There are a variety of reasons why a family’s health insurance plan might not be considered equivalent to the University one. Palinkas noted that national increases in health insurance premium costs prompted parents to purchase less expensive policies, that are unequal  to the University’s.

“When a policy fails to cover adequate mental health care, or if the parental policy requires that the student pays the first five thousand dollars of cost, or if it fails to meet the requirements of the Affordable Care Act, or fails to have a decent local network of specialists, then the request to waive the fee for University insurance is denied,” Palinkas said.

The process for selecting a health care provider for the University plan as well as approving all fees that students encounter is led by both the Student Advisory Committee and McKinley Health Center.

“Two years ago, we went on a request of proposals and we asked for insurance companies to submit a bid to provide services for the campus community,” Associate Vice Chancellor of Student Affairs Lowa Mwilambwe said.

In a request for proposals, the University asked for different health care companies to submit their insurance rates as well as what their coverage entails. The one with the lowest rates and best coverage — United Healthcare —  was chosen.

Unfortunately, if the insurance company is not making the amount of money from its clients that it anticipated, the rates can increase. This is happening with United Healthcare.

“The insurance company estimates the number of claims and how much it’s going to cost them,” Mwilambwe said. “If the claims exceed what they estimated, then the following year, they probably will increase their rates.”

The game changes slightly with new President-elect Donald Trump’s inauguration this January. Throughout his campaign, Trump promised to repeal and replace the Affordable Care Act, thus decreasing health insurance premiums.
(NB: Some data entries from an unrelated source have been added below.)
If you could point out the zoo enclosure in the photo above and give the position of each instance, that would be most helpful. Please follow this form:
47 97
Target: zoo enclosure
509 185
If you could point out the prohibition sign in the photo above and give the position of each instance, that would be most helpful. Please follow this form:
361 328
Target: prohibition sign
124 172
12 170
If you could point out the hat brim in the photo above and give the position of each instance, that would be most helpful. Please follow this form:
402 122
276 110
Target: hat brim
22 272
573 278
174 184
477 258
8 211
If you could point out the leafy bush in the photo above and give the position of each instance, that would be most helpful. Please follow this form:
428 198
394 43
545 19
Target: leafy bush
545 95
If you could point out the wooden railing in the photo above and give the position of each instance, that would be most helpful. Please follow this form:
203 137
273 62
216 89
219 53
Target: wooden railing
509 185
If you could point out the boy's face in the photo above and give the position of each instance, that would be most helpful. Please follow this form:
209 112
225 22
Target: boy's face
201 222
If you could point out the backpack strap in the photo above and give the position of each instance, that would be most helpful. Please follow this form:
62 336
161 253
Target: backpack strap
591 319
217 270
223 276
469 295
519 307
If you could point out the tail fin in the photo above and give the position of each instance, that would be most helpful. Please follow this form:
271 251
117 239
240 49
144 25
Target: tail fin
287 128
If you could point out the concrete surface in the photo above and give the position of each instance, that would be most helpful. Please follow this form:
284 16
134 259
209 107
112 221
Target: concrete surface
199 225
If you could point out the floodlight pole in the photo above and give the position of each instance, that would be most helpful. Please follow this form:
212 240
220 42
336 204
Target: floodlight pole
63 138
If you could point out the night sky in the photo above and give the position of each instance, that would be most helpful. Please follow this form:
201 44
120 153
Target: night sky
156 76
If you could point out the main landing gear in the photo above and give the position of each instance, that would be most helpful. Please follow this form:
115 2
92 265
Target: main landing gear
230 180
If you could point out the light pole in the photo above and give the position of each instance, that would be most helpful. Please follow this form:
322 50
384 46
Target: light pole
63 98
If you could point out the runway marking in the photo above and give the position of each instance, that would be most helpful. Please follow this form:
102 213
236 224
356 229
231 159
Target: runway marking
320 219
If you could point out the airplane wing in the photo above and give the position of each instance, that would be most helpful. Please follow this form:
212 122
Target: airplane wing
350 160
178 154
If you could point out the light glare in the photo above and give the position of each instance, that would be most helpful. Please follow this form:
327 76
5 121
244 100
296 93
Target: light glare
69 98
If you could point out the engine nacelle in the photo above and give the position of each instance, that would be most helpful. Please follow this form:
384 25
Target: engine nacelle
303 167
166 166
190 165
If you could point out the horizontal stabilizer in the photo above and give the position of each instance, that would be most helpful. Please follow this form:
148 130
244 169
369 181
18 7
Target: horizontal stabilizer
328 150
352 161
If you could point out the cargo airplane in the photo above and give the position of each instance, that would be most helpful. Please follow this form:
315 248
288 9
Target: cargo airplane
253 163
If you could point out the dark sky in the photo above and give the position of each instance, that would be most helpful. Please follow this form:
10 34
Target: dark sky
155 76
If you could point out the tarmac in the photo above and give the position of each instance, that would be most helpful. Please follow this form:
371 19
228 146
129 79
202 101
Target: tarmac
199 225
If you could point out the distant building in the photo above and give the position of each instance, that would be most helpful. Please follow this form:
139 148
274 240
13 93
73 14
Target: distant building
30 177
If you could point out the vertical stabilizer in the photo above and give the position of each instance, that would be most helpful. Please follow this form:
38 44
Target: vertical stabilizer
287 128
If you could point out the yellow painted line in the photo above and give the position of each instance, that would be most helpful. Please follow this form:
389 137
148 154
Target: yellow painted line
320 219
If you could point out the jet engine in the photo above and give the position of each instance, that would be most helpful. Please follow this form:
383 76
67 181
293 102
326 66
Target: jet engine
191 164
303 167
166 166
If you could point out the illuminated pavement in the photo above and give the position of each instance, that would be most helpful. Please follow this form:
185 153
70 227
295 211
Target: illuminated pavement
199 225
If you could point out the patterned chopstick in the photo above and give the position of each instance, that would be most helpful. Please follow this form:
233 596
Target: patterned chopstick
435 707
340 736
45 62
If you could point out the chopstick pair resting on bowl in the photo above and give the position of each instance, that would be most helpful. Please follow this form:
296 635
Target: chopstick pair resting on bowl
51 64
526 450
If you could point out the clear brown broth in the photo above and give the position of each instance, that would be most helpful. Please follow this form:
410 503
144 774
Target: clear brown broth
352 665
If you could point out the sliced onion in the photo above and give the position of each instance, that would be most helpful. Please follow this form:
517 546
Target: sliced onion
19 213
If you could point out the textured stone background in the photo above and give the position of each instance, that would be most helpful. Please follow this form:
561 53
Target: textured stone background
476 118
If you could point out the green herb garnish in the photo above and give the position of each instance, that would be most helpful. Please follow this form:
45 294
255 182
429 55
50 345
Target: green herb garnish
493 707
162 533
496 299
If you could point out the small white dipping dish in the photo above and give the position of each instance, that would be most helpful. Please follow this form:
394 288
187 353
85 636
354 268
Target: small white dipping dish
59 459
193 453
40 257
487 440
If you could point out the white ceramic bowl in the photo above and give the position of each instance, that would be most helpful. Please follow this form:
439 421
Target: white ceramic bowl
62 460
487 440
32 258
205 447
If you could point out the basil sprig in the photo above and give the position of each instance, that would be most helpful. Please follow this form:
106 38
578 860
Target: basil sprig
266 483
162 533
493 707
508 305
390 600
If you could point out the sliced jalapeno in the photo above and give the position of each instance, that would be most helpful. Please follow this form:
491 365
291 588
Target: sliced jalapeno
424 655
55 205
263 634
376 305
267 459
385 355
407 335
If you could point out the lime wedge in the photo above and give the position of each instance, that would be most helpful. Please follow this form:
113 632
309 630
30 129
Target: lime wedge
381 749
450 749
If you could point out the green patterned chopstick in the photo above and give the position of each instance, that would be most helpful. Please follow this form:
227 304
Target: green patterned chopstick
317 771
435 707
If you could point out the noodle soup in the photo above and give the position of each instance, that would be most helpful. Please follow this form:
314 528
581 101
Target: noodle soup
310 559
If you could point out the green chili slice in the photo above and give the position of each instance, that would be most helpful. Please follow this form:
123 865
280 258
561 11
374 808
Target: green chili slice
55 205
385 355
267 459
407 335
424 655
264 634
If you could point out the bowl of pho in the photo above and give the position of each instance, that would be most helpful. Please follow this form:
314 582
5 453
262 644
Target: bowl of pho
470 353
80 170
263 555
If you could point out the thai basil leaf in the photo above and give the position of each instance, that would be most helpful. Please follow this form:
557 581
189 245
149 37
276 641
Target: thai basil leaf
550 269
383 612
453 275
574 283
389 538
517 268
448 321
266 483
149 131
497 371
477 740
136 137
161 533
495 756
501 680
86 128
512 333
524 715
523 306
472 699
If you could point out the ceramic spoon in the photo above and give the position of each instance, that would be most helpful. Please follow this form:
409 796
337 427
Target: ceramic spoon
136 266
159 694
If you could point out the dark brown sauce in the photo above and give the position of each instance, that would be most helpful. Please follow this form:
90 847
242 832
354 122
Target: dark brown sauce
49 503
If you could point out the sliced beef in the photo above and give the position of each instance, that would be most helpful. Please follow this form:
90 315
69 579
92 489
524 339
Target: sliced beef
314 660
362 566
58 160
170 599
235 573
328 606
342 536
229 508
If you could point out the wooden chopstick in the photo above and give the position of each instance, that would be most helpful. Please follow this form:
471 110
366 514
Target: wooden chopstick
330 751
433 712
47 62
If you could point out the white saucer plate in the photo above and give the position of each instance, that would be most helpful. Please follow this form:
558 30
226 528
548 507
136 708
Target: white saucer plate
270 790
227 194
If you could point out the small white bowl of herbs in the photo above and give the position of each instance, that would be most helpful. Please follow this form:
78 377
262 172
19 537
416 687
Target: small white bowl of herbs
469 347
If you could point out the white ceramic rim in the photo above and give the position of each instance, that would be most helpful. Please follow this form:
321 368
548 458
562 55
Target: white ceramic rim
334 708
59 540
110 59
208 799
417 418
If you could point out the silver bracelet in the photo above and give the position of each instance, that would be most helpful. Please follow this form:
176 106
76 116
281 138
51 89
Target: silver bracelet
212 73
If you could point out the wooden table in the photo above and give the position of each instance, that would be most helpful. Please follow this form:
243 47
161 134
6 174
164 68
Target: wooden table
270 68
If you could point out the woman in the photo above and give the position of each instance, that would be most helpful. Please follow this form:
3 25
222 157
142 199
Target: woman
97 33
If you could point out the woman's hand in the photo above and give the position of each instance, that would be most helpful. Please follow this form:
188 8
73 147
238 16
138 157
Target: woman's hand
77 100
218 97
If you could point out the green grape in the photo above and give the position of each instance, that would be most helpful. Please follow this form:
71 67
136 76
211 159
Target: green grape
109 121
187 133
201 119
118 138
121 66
As Trump is not in office yet, however, Mwilambwe can only speculate on how his presidency will affect student health insurance rates.

“I cannot tell (what is going to happen), I think we’ll have to wait until the new president elect takes over and decides on how he wants that area handled,” he said.

Although no concrete fee increase has been set by United Healthcare, no concrete solution to the possibility has been set or explored.

“Health insurance is going up on a very broad national basis; we are not immune to these influences,” Palinkas said. “It will take the wisdom of all of us to come up with solutions that work.”

However, Padilla is still uneasy.

“It’s really stressful,” she said. “It’s a big burden on me.”